In their words, Gillespie & Kendler “prudently” suggest that “an appreciable proportion of the association [between cannabis and schizophrenia] is not causal,” and that “claims made about the changes in risk for schizophrenia stemming from changing levels of cannabis use are very likely to be exaggerated and potentially substantially so.” While the authors do not assert that there is no causality at play, they rightly point out the evidence suggesting that it may be more in the reverse direction, supporting those findings with clear and concise statistics.

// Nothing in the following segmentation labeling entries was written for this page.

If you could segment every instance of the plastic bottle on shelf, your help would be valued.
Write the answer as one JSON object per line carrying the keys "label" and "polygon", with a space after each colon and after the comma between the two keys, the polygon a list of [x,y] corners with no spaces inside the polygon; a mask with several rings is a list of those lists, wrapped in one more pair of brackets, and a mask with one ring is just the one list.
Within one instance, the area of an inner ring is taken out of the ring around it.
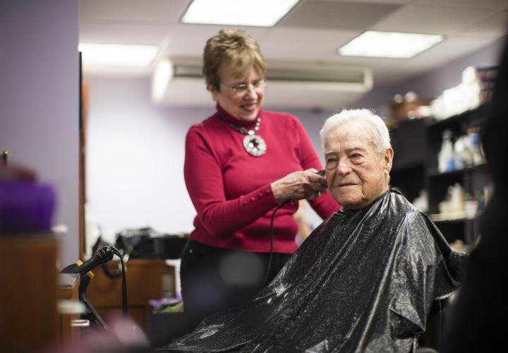
{"label": "plastic bottle on shelf", "polygon": [[445,130],[442,133],[441,150],[440,150],[437,156],[438,169],[442,173],[456,169],[455,153],[453,143],[452,142],[452,133],[450,130]]}
{"label": "plastic bottle on shelf", "polygon": [[451,186],[449,192],[450,211],[457,217],[459,213],[463,213],[464,210],[464,191],[460,184],[455,183],[453,186]]}
{"label": "plastic bottle on shelf", "polygon": [[481,141],[480,140],[479,128],[478,127],[468,129],[469,143],[473,152],[473,163],[478,165],[485,163],[485,157],[481,150]]}

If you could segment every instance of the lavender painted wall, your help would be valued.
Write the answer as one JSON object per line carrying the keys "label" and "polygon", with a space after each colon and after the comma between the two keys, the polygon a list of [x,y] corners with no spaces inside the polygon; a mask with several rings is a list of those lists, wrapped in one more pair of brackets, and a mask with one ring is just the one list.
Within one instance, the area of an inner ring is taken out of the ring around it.
{"label": "lavender painted wall", "polygon": [[78,0],[2,0],[0,149],[57,191],[61,265],[78,258]]}
{"label": "lavender painted wall", "polygon": [[[502,44],[497,41],[406,83],[376,87],[349,107],[387,105],[393,94],[404,90],[437,95],[457,84],[466,66],[495,64]],[[191,231],[195,211],[183,181],[185,134],[190,125],[213,112],[212,100],[207,109],[159,107],[150,102],[149,78],[90,76],[86,79],[90,83],[88,200],[93,220],[109,240],[125,227]],[[337,112],[286,111],[301,121],[322,162],[319,131],[325,119]],[[314,225],[319,222],[313,212],[306,215]]]}
{"label": "lavender painted wall", "polygon": [[[165,108],[150,102],[148,78],[85,80],[87,198],[93,221],[110,241],[126,227],[190,232],[195,210],[183,181],[185,136],[190,125],[214,112],[211,97],[209,108]],[[300,118],[320,151],[319,129],[330,113],[289,112]]]}
{"label": "lavender painted wall", "polygon": [[183,181],[185,136],[209,109],[150,102],[148,78],[85,76],[90,87],[87,200],[107,240],[124,227],[190,232],[195,212]]}
{"label": "lavender painted wall", "polygon": [[394,95],[412,90],[420,97],[435,98],[447,89],[460,83],[462,71],[467,66],[485,66],[499,63],[505,37],[485,46],[470,55],[450,61],[437,70],[416,76],[393,85],[374,86],[374,89],[351,107],[379,108],[389,104]]}

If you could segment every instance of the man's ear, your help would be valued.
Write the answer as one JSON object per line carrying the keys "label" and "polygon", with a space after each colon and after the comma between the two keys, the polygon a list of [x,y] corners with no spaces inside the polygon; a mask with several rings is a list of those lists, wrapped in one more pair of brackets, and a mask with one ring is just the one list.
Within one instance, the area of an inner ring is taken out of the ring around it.
{"label": "man's ear", "polygon": [[211,85],[208,86],[207,89],[212,93],[212,99],[214,100],[214,102],[217,102],[217,95],[219,94],[219,92],[217,92],[214,87],[212,87]]}
{"label": "man's ear", "polygon": [[391,147],[385,150],[385,172],[389,174],[393,164],[393,148]]}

Many decades have passed since reefer madness propaganda first influenced US federal law into a dark age of cannabis prohibition. Biomedical science continues to show, however, that the evidence is far less damning than a smoking gun. There are complex risk factors for schizophrenia, and cannabis unfortunately interacts with them in ways that are not yet well understood. Research will hopefully lead to greater predictability and science-based approaches to education and prevention. This should include pharmacovigilance research supported by the cannabis industry itself.
For now, when there is family history of the disease, high-THC cannabis should be approached with the utmost caution or outright avoided. It indeed might promote the onset of psychosis in such populations. However this is likely to be the extent of causality supported by biomedical science, so translations into public health policy should be appropriately reserved.
Greg Gerdeman, Ph.D. is a neuroscientist and educator who explores the endocannabinoid system and the biological human-cannabis relationship. He discloses financial interests as a professional scientist and consultant in the legal medical cannabis and hemp industries.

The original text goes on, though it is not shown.